No sabes cómo de pronto el tiempo vuela, las cosas cambian y te ves, después de mucho tiempo, en una posición extremadamente cómoda que llega a dar miedo. Es curioso que cada vez que nos vemos felices por periodos prolongados, tendamos de alguna manera a ser más pesimistas de lo usual. No podemos estar mucho tiempo pensando que las cosas están saliendo bien porque simplemente así es y no hay otra explicación que: lo estás haciendo todo bien tú mismo.
Este último mes todo ha ido de maravilla. He generado nuevos lazos, me he acercado a nuevas personas y he reforzado relaciones que en algún minuto creí perdidas. Si alguien me hiciese definirlo en una palabra, solo podría responder libertad. Me siento libre, hasta puedo admitir que independiente en lo que respecta a mi toma de decisiones.

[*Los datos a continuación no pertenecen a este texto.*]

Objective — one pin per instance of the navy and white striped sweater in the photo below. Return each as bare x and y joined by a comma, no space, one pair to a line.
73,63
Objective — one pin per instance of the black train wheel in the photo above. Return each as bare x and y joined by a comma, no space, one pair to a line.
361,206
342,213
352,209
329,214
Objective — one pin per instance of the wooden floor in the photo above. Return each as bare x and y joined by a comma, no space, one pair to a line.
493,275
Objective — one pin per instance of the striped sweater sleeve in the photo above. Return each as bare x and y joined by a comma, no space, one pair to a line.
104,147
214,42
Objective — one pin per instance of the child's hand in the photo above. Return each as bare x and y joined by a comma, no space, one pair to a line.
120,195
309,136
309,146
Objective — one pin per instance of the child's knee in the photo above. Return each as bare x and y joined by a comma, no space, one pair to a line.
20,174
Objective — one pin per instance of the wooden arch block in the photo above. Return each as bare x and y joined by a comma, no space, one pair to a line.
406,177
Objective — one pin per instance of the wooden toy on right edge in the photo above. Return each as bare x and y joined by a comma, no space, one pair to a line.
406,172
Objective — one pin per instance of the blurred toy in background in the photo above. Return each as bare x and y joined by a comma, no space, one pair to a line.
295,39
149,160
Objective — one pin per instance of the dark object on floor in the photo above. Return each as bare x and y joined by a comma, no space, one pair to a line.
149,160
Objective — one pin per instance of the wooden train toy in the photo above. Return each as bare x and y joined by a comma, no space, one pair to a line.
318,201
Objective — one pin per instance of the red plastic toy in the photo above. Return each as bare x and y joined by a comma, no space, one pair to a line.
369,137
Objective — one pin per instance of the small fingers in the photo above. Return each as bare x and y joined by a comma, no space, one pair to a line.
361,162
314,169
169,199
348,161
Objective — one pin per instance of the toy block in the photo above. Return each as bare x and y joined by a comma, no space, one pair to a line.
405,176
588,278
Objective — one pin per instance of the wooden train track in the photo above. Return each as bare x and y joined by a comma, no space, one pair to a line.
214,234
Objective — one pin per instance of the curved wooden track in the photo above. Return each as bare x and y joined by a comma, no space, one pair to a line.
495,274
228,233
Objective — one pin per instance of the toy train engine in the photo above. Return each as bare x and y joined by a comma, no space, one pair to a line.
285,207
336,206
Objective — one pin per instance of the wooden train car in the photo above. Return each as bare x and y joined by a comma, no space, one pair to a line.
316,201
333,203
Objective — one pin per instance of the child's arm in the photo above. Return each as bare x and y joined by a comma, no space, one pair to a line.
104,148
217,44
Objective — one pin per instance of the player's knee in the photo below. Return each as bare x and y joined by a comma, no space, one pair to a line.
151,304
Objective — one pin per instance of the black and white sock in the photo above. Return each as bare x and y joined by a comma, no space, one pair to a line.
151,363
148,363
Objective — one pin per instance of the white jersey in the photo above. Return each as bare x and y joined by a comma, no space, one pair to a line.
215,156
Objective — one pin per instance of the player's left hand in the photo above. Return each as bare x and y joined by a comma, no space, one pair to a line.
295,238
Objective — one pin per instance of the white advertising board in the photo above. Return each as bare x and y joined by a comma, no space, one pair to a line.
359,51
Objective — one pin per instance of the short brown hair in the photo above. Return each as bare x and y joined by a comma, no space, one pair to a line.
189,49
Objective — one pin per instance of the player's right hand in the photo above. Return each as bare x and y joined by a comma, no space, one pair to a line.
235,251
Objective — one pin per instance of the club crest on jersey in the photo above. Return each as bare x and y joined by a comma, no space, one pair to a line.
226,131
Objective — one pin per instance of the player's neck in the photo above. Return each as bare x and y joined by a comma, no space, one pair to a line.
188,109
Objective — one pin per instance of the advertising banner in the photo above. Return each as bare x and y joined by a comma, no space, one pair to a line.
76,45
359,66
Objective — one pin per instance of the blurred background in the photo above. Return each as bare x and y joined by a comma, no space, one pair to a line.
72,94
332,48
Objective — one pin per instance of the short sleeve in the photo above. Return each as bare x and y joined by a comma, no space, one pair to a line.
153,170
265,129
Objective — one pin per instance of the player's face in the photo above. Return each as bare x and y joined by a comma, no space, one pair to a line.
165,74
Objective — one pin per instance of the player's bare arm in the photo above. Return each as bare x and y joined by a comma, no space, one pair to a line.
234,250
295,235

Estoy en absoluta sincronía con el medio y no puedo quejarme de nada. La universidad se volvió lo que siempre fue: una esfera de tantas. Mis emociones se equilibraron y mi grupo de amigos se constituyó de una forma genuina y natural. Se me viene a la mente entonces una profesora y amiga: Cuando entras a la universidad, comienzas una búsqueda que termina al momento de sentirte tú en tu esplendor. Nunca encajas, hasta que lo empiezas a sentir. Y creo que llegó el momento.
Conocer, poder querer, abrirte ante los demás y sin miedo, es uno de los mejores pasos que una persona puede dar. Hay tantos proyectos que estoy buscando llevar a cabo y con las personas que tengo hoy a mi lado, estoy más que segura que cumpliré exitosamente. Y si el panorama cambia, sé que hay otras oportunidades por delante. Considero y llevo conmigo cada frase, cada palabra de aliento y cada apoyo que recibo día a día, de personas que me conocen y personas que me quisieran conocer. No hace falta más. Estoy feliz con ellos, con mi familia y contigo.
Hoy puedo decir, en pocas palabras, que todo está realmente bien.